Analyzing Core Dumps and Debugging Techniques with GDB

Program core dumps are generated when an application crashes and cannot continue running. A core‑dump file contains a snapshot of the process state, including memory, CPU registers, program counter, and stack pointer. By examining this file, developers can locate the root cause of a crash.

The article classifies core causes into three categories: hardware/machine issues, resource exhaustion, and program bugs. A table (shown in the original article) lists common reasons for each category.

Function Stack Overview

When a core file is opened, the first thing to look at is the function call stack at the moment of the crash. The article briefly explains the function stack and the role of registers on a 64‑bit x86‑64 system.

Key registers include:

%rsp – stack top pointer

%rbp – stack base pointer

%rdi, %rsi, %rdx, %rcx, %r8, %r9 – first six function arguments

Understanding which registers are saved (Callee‑Save) is essential for stack analysis.

Function Call Mechanics

During a function call, arguments are pushed onto the stack in reverse order, unless they can be passed via registers. After arguments, the return address is pushed, which points to the instruction following the call. The article provides a diagram of the stack layout and several illustrative examples.

Using GDB to Locate Core Issues

The article outlines a step‑by‑step workflow for debugging core files with GDB:

Identify the core file location (e.g., check /proc/sys/kernel/core_pattern ).

Print variables using GDB commands such as print and x . The supported formats are listed below:

print [Expression]
print $[Previous value number]
print {[Type]}[Address]
print [First element]@[Element count]
print /[Format] [Expression]

Format options:
o – octal
x – hexadecimal
u – unsigned decimal
t – binary
f – floating point
a – address
c – character
s – string

For container types (e.g., std::string ), the article demonstrates how to inspect the internal representation:

# Convert _M_p to _Rep pointer and offset by one struct size
p *((std::string::_Rep*)(s._M_dataplus._M_p) - 1)

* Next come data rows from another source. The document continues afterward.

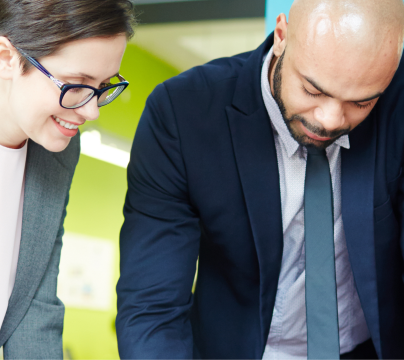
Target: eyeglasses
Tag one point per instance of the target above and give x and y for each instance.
(75, 95)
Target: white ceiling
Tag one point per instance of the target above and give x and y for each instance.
(184, 45)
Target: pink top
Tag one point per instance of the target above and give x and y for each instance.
(12, 170)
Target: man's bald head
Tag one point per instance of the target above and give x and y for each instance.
(332, 62)
(353, 24)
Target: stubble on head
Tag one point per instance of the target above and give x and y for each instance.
(321, 36)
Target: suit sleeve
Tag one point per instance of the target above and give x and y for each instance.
(39, 335)
(159, 242)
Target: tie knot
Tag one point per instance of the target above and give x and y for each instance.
(312, 150)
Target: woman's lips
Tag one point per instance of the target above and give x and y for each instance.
(312, 136)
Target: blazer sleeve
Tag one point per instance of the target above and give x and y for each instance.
(159, 242)
(39, 335)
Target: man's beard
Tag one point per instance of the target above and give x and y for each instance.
(302, 139)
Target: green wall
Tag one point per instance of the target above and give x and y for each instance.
(97, 197)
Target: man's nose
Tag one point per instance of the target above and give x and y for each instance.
(89, 111)
(330, 115)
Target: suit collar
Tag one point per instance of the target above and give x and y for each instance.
(357, 180)
(248, 96)
(255, 153)
(47, 183)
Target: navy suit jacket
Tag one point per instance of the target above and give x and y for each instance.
(203, 181)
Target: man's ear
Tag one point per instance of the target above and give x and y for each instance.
(9, 59)
(281, 31)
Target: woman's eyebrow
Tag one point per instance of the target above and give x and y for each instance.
(87, 76)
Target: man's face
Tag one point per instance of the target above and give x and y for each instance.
(325, 94)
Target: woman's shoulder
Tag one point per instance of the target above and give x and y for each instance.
(68, 158)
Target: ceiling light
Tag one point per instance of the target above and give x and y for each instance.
(92, 145)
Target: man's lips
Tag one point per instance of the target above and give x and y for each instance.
(313, 136)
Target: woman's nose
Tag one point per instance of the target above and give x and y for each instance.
(89, 111)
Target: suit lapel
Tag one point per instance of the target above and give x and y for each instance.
(258, 169)
(255, 154)
(357, 177)
(46, 186)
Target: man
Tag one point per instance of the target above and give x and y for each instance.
(281, 169)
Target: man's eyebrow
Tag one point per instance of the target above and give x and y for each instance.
(317, 87)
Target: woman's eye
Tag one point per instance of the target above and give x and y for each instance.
(310, 94)
(104, 85)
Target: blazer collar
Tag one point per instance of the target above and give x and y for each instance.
(248, 95)
(357, 185)
(255, 153)
(46, 186)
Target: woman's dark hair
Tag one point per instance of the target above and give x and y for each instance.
(40, 27)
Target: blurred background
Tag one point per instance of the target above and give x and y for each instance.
(172, 36)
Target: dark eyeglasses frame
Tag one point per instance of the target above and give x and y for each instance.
(64, 88)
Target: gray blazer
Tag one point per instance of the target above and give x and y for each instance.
(33, 324)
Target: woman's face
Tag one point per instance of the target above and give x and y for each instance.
(30, 103)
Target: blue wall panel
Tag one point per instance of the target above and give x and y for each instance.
(273, 9)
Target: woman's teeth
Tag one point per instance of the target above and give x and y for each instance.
(65, 124)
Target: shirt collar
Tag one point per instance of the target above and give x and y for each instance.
(276, 117)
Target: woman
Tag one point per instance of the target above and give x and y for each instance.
(59, 62)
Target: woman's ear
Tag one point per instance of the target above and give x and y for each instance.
(281, 31)
(9, 59)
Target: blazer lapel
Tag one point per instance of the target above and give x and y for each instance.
(257, 165)
(255, 154)
(46, 185)
(357, 177)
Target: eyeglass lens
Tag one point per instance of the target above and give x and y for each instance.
(76, 97)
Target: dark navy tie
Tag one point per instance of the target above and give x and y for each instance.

To dump memory to a file, use the dump command:

dump binary memory file1 s._M_dataplus._M_p s._M_dataplus._M_p+length

Locating the Faulty Code Line

When the stack trace does not directly reveal the problematic line, the article suggests using the program counter ( $rip ) together with addr2line to map the address back to source code:

# Switch to frame 20
frame 20
# Show instruction at program counter
display /i $rip
# Convert address to source line
shell /opt/compiler/gcc-8.2/bin/addr2line -e bin address

If the binary was compiled with optimizations, the article recommends rebuilding with -O0 for clearer debugging information.

Stack Repair and Irregular Core Stacks

In cases where the stack appears corrupted (e.g., many "??" entries), the article explains how to manually reconstruct the stack using the known layout of %rbp and %rsp :

# Show top of current frame and return address
x /2ag $rbp   # two 8‑byte units, a = hex, g = 8‑byte
# Recursively examine previous frames
x /2ag address

Irregular core stacks often stem from heap corruption. An example demonstrates how overwriting a std::string object's internal pointer leads to a crash during destruction.

Detecting Optimized‑Away Variables

When variables are optimized out (e.g., passed entirely via registers), the article shows how to retrieve their values by inspecting the relevant registers or using assembly traces. Example:

void foo(const char* str) {
    char buf[1024] = {'\0'};
    memcpy(buf, str, sizeof(buf));
}
int main(int argc, char* argv[]) {
    foo("abcd");
    return 0;
}

In the compiled binary, the argument str resides in %rdi , and its address can be obtained with x /s $rdi .

Virtual Function Address Errors

The article also covers crashes caused by corrupted virtual function tables. A sample program corrupts the vtable pointer, leading to a core dump at the instruction mov (%rax), %rax . By examining the assembly and the vtable entries, the root cause is identified.

Summary of Core‑Debugging Workflow

Determine the high‑level cause (hardware vs. program).

Locate the offending source line.

Identify the exact instruction that caused the fault.

Inspect the variables involved in that instruction.

Effective use of assembly inspection and GDB printing commands ( x , print , display ) greatly accelerates core analysis.